Rachel Bonami, PhD, is an Assistant Professor of Medicine in the Division of Rheumatology and Immunology in the Vanderbilt University Medical Center Department of Medicine.
Dr. Bonami’s research program focuses on identifying autoantigen-specific B cells to define their phenotypic and functional attributes in people at risk for type 1 diabetes, patients with spontaneous autoimmune diseases such as myositis and Sjogren’s syndrome, and patients who develop autoimmunity following immune checkpoint inhibitor therapy.
In the Bonami Lab, her team works to develop approaches to harness autoreactive B cells as more selective biomarkers and identify pathways to target to limit autoreactive B cell survival and function.
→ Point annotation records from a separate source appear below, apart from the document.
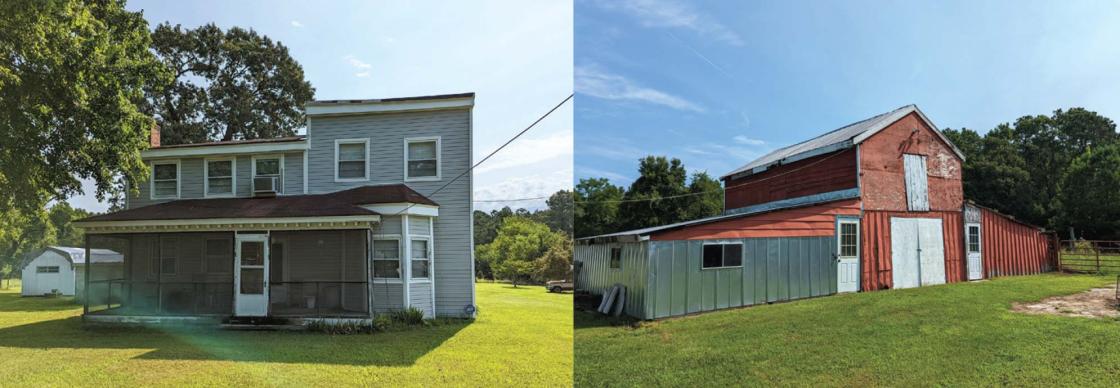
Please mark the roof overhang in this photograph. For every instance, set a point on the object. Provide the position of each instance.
(364, 107)
(229, 224)
(225, 149)
(404, 208)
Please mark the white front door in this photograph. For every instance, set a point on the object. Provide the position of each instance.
(251, 285)
(847, 255)
(917, 252)
(972, 247)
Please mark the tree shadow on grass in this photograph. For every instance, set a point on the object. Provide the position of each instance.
(15, 303)
(393, 348)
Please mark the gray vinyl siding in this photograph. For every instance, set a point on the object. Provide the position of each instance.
(665, 278)
(386, 134)
(193, 174)
(420, 295)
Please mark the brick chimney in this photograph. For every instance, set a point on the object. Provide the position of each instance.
(155, 136)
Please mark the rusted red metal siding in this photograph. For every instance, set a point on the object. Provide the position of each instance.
(883, 182)
(1010, 248)
(876, 264)
(821, 174)
(809, 221)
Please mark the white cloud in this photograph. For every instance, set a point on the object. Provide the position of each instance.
(525, 151)
(596, 82)
(749, 141)
(669, 14)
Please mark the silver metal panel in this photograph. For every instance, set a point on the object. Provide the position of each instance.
(917, 196)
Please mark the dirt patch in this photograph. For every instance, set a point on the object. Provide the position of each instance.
(1094, 303)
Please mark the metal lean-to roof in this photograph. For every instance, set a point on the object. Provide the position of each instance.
(837, 139)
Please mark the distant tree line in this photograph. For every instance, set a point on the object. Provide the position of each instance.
(1058, 172)
(523, 246)
(662, 194)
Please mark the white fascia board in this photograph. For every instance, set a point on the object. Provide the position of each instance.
(378, 107)
(227, 149)
(370, 218)
(404, 208)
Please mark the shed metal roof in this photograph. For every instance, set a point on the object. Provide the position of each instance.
(836, 139)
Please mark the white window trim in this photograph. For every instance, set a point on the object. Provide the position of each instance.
(400, 252)
(439, 158)
(364, 141)
(178, 179)
(430, 258)
(252, 174)
(233, 176)
(743, 252)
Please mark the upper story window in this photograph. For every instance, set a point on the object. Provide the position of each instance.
(421, 158)
(269, 166)
(220, 177)
(351, 163)
(165, 179)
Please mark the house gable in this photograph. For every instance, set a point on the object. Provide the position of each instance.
(882, 167)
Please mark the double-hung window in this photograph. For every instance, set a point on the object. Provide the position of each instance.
(165, 179)
(220, 177)
(421, 259)
(722, 255)
(421, 158)
(351, 164)
(386, 259)
(269, 167)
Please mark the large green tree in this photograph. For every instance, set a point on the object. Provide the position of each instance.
(232, 84)
(73, 76)
(597, 203)
(1089, 199)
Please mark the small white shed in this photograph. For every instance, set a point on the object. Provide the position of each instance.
(62, 269)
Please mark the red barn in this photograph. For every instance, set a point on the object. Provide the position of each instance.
(874, 204)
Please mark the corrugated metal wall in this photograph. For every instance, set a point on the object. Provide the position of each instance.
(774, 269)
(1011, 248)
(596, 275)
(876, 241)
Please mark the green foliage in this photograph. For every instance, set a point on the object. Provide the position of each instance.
(597, 209)
(72, 83)
(525, 250)
(232, 84)
(1090, 194)
(662, 194)
(410, 316)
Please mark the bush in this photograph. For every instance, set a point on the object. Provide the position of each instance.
(410, 316)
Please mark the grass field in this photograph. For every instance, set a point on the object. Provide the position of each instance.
(960, 334)
(521, 338)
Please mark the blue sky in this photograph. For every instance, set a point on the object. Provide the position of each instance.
(515, 55)
(718, 83)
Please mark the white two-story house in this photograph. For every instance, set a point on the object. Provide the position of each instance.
(369, 212)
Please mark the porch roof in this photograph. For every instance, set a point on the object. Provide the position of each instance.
(345, 205)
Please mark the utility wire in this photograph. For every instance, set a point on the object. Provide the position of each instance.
(720, 190)
(492, 153)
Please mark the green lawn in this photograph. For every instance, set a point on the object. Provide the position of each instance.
(522, 336)
(960, 334)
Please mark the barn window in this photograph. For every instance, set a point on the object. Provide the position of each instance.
(616, 258)
(973, 239)
(917, 196)
(848, 239)
(722, 255)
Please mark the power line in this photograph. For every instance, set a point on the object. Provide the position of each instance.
(492, 153)
(720, 190)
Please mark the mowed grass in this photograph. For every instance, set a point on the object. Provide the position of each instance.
(522, 336)
(959, 334)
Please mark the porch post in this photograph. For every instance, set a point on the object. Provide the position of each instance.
(407, 266)
(85, 296)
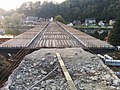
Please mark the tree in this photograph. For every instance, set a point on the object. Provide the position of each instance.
(114, 37)
(59, 18)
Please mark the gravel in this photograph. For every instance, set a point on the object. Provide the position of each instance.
(87, 71)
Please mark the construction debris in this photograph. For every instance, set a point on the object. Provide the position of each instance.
(41, 71)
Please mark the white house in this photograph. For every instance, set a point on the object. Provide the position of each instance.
(31, 20)
(90, 21)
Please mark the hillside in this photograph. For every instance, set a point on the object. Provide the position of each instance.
(73, 9)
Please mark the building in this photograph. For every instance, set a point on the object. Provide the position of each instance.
(76, 22)
(31, 20)
(90, 21)
(111, 22)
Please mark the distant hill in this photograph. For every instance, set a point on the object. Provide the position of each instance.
(2, 11)
(74, 9)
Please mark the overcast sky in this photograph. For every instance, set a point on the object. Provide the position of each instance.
(13, 4)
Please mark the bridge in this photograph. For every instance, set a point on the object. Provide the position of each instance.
(53, 35)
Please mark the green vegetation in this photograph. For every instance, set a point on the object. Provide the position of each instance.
(59, 18)
(114, 37)
(73, 9)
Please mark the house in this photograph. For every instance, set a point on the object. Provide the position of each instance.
(90, 21)
(111, 22)
(101, 23)
(76, 22)
(31, 20)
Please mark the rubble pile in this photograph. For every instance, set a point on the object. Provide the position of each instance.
(41, 71)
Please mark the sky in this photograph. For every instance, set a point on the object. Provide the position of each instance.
(13, 4)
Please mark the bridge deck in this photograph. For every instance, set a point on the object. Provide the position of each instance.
(54, 35)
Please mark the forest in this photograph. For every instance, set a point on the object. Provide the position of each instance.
(73, 9)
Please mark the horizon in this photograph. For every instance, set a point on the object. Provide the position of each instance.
(7, 5)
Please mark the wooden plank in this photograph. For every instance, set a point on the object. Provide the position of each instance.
(66, 73)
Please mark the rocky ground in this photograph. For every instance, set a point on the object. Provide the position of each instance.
(40, 70)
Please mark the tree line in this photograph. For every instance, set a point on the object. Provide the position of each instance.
(73, 9)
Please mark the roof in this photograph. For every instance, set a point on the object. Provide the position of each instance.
(6, 36)
(90, 19)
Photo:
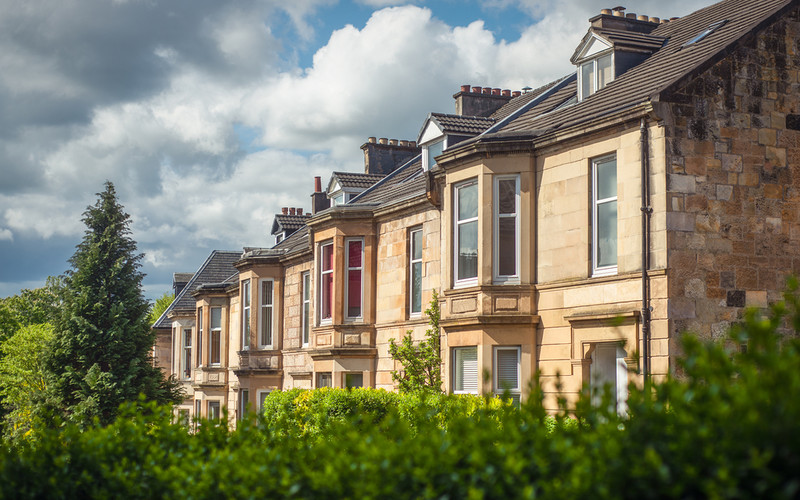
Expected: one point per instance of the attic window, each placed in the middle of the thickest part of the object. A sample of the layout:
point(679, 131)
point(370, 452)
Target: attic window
point(594, 75)
point(705, 33)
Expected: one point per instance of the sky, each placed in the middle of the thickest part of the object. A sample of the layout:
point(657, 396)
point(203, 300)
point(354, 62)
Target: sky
point(209, 116)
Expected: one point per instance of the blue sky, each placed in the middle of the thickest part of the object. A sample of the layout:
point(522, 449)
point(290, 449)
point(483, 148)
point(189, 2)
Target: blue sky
point(209, 116)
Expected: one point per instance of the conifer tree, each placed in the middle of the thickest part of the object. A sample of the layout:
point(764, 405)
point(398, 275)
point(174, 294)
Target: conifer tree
point(102, 351)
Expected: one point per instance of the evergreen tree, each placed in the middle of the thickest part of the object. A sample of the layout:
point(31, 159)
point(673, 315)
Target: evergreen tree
point(102, 351)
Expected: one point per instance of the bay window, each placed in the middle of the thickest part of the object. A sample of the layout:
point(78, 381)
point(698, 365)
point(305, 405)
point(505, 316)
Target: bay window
point(604, 216)
point(506, 228)
point(415, 271)
point(246, 314)
point(266, 324)
point(465, 370)
point(215, 337)
point(355, 275)
point(466, 233)
point(326, 283)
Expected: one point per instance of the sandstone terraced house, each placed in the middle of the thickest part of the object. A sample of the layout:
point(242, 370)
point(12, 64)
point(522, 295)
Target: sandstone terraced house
point(577, 228)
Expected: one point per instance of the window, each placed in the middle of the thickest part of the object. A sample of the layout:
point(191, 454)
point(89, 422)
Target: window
point(326, 280)
point(506, 372)
point(466, 233)
point(186, 361)
point(609, 372)
point(355, 267)
point(465, 370)
point(415, 271)
point(306, 279)
point(604, 216)
point(213, 410)
point(324, 380)
point(266, 327)
point(353, 380)
point(244, 402)
point(595, 75)
point(215, 340)
point(246, 314)
point(506, 228)
point(262, 398)
point(199, 337)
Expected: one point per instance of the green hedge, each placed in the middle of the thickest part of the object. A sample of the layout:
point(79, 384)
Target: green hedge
point(728, 428)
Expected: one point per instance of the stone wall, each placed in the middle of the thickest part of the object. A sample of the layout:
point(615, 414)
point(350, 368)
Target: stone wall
point(733, 159)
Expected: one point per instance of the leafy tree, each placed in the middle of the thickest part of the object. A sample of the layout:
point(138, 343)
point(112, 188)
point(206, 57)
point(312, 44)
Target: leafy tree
point(23, 377)
point(102, 353)
point(161, 305)
point(422, 362)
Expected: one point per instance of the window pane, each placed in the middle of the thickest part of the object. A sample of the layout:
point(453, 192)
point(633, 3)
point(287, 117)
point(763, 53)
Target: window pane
point(587, 79)
point(354, 293)
point(606, 179)
point(416, 245)
point(507, 246)
point(416, 287)
point(604, 71)
point(468, 250)
point(327, 257)
point(216, 317)
point(468, 201)
point(507, 194)
point(466, 369)
point(607, 234)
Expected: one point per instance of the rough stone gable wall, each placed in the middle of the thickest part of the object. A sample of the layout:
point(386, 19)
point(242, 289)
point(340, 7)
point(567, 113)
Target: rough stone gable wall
point(733, 160)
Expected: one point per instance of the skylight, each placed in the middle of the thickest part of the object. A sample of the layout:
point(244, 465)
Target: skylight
point(705, 33)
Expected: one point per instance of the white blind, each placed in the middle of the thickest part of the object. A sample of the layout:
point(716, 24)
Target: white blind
point(507, 369)
point(466, 365)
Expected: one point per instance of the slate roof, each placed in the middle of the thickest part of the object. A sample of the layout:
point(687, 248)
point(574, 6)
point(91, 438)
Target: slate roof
point(217, 268)
point(288, 223)
point(666, 68)
point(354, 180)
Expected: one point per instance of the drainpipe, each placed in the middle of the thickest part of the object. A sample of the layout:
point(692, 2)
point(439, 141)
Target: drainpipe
point(647, 211)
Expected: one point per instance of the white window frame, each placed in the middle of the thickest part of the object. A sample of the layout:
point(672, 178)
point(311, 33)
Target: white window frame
point(498, 278)
point(259, 394)
point(595, 74)
point(305, 308)
point(211, 331)
point(186, 353)
point(347, 242)
point(515, 392)
point(455, 368)
point(411, 261)
point(596, 269)
point(458, 283)
point(261, 311)
point(321, 283)
point(247, 315)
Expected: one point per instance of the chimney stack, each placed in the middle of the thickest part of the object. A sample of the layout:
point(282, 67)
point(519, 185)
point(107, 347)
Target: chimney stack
point(319, 199)
point(480, 101)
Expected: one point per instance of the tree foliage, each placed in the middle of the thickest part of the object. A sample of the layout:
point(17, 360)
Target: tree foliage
point(161, 305)
point(422, 362)
point(102, 354)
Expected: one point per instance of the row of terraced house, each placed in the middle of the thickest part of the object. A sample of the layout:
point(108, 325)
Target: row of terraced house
point(576, 229)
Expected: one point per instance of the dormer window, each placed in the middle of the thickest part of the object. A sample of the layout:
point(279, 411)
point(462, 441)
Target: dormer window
point(595, 74)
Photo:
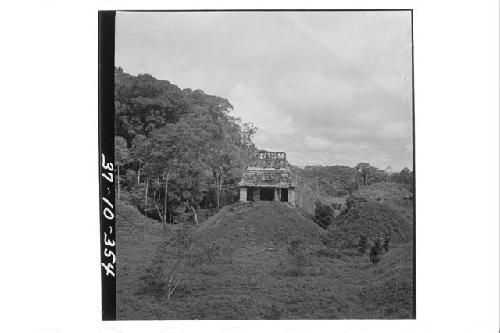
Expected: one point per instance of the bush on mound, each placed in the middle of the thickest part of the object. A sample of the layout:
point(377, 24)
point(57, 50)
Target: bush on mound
point(371, 220)
point(259, 222)
point(131, 224)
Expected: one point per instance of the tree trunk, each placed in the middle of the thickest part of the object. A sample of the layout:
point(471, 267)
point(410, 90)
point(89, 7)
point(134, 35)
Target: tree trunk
point(118, 181)
point(194, 213)
point(165, 204)
point(146, 194)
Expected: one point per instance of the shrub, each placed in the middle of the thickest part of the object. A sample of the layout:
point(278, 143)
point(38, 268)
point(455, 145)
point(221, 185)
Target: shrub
point(297, 253)
point(374, 255)
point(362, 245)
point(323, 215)
point(386, 244)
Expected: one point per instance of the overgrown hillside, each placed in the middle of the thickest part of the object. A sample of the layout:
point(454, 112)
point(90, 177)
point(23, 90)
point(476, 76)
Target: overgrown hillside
point(238, 265)
point(379, 210)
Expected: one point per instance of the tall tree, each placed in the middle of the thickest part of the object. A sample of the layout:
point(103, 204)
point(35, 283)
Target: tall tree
point(122, 155)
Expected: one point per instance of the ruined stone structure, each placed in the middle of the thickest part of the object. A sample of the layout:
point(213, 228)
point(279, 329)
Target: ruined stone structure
point(268, 178)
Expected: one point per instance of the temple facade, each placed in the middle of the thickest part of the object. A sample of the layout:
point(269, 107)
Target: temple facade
point(268, 178)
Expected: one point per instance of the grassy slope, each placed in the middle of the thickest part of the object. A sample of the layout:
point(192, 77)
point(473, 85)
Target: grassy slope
point(252, 279)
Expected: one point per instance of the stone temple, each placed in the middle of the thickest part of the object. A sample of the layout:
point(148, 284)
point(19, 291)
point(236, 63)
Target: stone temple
point(268, 178)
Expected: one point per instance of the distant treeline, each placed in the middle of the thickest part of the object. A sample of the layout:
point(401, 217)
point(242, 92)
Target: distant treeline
point(342, 180)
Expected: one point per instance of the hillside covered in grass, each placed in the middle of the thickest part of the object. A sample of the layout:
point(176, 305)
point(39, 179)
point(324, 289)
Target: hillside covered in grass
point(239, 265)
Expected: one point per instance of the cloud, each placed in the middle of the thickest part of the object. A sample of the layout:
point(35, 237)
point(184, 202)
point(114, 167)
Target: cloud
point(326, 87)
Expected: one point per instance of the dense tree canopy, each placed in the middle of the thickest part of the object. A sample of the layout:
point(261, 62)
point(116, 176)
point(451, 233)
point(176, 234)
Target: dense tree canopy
point(181, 150)
point(176, 147)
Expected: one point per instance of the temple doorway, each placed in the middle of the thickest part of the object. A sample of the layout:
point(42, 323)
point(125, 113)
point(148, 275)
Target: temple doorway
point(284, 195)
point(267, 194)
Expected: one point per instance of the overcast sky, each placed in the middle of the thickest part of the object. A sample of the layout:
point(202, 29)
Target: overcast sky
point(330, 88)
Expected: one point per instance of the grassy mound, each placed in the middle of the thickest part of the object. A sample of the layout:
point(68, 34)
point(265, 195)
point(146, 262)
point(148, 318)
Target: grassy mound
point(391, 295)
point(259, 223)
point(394, 195)
point(131, 224)
point(236, 265)
point(371, 219)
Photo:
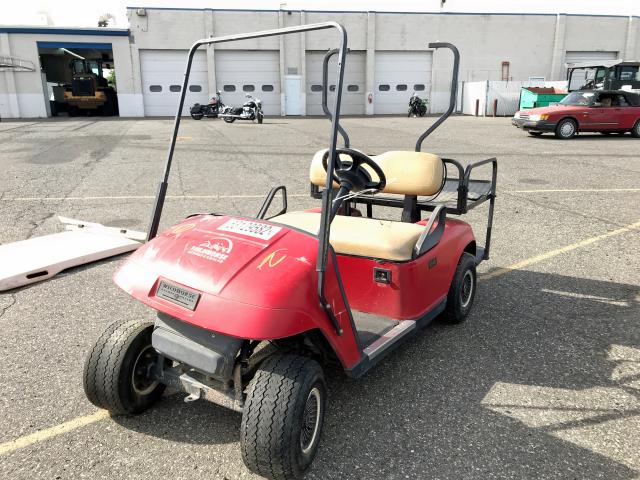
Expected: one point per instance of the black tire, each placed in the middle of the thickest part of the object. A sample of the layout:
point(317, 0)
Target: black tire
point(115, 372)
point(566, 129)
point(287, 394)
point(462, 290)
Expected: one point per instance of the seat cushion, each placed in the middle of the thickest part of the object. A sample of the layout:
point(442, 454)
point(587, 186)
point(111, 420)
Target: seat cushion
point(407, 173)
point(361, 236)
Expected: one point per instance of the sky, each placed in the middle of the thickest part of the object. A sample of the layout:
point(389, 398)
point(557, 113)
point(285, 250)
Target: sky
point(81, 13)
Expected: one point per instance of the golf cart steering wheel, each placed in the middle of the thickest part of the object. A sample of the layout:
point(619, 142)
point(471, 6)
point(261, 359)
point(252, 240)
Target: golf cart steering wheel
point(352, 175)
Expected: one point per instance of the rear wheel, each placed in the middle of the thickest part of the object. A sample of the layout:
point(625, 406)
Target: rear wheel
point(117, 372)
point(462, 290)
point(566, 129)
point(282, 417)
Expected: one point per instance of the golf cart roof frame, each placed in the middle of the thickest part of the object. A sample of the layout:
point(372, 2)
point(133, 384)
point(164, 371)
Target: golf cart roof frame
point(325, 223)
point(469, 193)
Autoimmune diseases are frequently marked by autoantibodies, which signal immune tolerance checkpoint breach by autoreactive B cells. We do not fully understand the immune system “glitches” that push B lymphocytes to inappropriately respond to autoantigens, engage autoreactive T cells, and/or morph into autoantibody-secreting cells. Dr. Bonami’s translational research program takes advantage of access to several unique clinical cohorts (e.g. Type 1 Diabetes TrialNet and Myositis, Scleroderma Treatment Initiative Center (MYSTIC)) and cutting-edge hybridoma and single-cell RNAseq/CITEseq/BCRseq technology to address these critical questions. Her laboratory is also applying these techniques to investigate a new autoimmune syndrome resembling Sjogren’s syndrome that can occur in cancer patients treated with checkpoint inhibitors. Her lab interweaves wet-lab experimental approaches with computational analyses to define B cell phenotypic and immune repertoire changes associated with these autoimmune processes.
Dr. Bonami has shown that anti-insulin B lymphocytes can be selectively eliminated using a monoclonal antibody to prevent type 1 diabetes in a preclinical model. This work received a Faculty of 1000 recommendation and suggests that such an approach holds promise for the prevention of type 1 diabetes without exposing patients to broad immunosuppression.